To było do przewidzenia. Oddany do użytku trzy lata temu budynek nowej siedziby straży pożarnej staje się powoli utrapieniem strażaków. Wszystko przez to, że ogromny obiekt generuje bardzo wysokie koszty utrzymania. Najwięcej pochłania jego ogrzewanie. Ostatnia podwyżka naliczona przez dyrekcję szpitala, z którego kotłowni pochodzi ciepło, spowodowała, że budżet komendy już w maju był w 60% wykorzystany.
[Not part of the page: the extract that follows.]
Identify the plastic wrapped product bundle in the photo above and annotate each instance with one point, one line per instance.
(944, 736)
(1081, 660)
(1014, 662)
Komendant Mariusz Gęsicki zapowiada, że jest to jeden z powodów przygotowywanego wniosku o rozwiązanie sekcji ratownictwa wodnego.
KŁOPOTLIWY PREZENT
Prezent w postaci nowej siedziby otrzymany kilka lat temu od władz powiatu okazuje się coraz bardziej kłopotliwy dla szczycieńskich strażaków. Co prawda od samego początku wyrażano obawy związane z kosztami utrzymania tak dużego obiektu, ale dopiero teraz sytuacja stała się krytyczna. Wszystko za sprawą podwyżki o prawie 100% opłat za ciepło zafundowanej straży przez p.o. dyrektora szczycieńskiego szpitala. To właśnie szpitalna kotłownia ogrzewa także położoną niedaleko strażnicę. Tylko za trzy pierwsze miesiące tego roku komenda zapłaciła już ok. 50 tys. złotych, a to jeszcze nie cała należna kwota.